When I get to ruminating poetically, the Flux in me feels like the measure of something moving internally from the person I was to the person I am meant to be.  And right now that feeling, that rate of movement of stuff from one place to the next, that series of continuous changes, all of it feels as if it is being pushed very hard. Like a swift current, the force is visceral. It is gathering momentum.

This is why it is so funny to read my thoughts from a year ago.  Because so much in me feels like it is in motion, but so many of the words remain applicable. Most notably from that year ago, the question of what I am doing and why remains.

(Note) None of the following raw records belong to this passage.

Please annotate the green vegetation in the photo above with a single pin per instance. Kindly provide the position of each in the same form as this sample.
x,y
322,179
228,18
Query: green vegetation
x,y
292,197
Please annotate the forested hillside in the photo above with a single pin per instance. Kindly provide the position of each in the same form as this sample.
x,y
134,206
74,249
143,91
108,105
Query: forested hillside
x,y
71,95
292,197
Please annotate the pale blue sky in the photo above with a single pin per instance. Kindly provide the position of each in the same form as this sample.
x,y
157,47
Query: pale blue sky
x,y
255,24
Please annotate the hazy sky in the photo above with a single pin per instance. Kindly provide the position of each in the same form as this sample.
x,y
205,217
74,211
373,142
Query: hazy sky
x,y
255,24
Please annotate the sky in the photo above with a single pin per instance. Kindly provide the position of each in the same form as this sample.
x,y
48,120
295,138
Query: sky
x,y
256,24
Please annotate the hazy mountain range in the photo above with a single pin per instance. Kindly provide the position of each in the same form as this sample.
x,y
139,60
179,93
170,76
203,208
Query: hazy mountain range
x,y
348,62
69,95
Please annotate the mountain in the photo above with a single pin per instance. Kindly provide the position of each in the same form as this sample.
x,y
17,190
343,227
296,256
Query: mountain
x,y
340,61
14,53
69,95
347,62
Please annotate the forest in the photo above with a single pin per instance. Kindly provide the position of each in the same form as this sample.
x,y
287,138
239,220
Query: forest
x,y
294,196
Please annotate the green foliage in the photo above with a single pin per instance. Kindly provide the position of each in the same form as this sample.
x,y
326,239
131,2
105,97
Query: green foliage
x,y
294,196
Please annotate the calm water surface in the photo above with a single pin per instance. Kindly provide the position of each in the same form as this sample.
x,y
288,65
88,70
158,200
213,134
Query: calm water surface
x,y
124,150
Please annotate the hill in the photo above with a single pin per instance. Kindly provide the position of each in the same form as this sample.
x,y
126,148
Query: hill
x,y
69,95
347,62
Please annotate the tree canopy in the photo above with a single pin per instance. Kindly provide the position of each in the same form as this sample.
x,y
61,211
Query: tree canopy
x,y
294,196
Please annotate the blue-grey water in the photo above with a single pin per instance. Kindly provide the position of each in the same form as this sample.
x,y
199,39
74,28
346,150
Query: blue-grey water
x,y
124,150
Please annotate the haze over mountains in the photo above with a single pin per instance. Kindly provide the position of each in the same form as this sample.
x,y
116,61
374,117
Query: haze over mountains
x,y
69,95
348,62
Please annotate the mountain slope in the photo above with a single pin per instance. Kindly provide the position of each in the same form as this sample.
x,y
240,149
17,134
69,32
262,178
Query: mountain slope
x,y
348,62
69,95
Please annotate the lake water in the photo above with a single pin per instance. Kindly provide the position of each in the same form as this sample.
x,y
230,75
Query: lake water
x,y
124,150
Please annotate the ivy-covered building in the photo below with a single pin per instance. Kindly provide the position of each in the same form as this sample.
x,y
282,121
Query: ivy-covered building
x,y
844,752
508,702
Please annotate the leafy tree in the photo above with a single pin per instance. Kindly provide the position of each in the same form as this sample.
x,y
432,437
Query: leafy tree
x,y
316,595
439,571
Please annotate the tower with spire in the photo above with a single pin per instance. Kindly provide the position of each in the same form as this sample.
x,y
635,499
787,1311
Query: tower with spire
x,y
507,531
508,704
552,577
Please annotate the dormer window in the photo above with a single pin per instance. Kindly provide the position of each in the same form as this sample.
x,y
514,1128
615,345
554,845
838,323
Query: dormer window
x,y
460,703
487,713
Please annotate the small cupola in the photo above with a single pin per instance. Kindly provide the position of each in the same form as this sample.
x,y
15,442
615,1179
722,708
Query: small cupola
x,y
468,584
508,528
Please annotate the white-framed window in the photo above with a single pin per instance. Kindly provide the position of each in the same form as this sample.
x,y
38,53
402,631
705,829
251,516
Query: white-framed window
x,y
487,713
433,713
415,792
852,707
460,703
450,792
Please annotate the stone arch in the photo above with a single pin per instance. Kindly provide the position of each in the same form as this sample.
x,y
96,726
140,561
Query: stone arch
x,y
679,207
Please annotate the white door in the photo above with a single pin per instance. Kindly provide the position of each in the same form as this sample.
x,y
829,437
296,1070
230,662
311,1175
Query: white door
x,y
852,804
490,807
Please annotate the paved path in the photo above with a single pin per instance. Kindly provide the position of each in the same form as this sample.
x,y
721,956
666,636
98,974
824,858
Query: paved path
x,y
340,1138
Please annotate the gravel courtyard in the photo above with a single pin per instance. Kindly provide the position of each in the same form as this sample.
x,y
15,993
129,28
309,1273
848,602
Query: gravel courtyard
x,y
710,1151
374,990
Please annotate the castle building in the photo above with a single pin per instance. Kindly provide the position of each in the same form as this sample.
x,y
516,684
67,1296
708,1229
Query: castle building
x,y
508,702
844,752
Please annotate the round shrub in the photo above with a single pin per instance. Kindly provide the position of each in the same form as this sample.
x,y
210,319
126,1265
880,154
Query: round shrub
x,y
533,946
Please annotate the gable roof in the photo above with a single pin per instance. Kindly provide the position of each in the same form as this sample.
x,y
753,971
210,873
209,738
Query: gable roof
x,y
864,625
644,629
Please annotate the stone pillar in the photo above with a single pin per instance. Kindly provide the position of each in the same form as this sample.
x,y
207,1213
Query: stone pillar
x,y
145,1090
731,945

Most days planning spools further and further away from the present: a year before I can re-apply to this or that, to get funding to start on the next thing, maybe more before I might be ready for this other opportunity.

And at the same time, the passage seems so quick: A year, an entire year of life and what really is different? What do I have to show for it? Is it enough?

So to the feeling of Flux I must ask: Have I actually, tangibly, changed or does it just feel that way? 52 weeks later what can I say to the person who asked if I could define what I want out of art and cut out the rest of the crap to “really concentrate on making what matters”?

A year ago I was looking for change that was easy and obvious to show myself. I thought about changes in location, in career, in love, in life. I ultimately decided that these weren’t the changes I actually wanted to make.

But perhaps there are other changes. Things that are invisible forces. Changes that are harder to see with the naked eye but that move continents if given enough time.

Here is what I do know:

I don’t feel the need to make a new “play” any time soon.

I might be done making “plays” for a while.

But I do want to make something, and I need to figure out what that is.

And while all my creative impulses are terribly impractical from a producer standpoint, for the first time in a while that feels like fun and not a hindrance.

With luck (and hopefully likelihood) I’ll read this in a year’s time and see what Flux has forced me to find.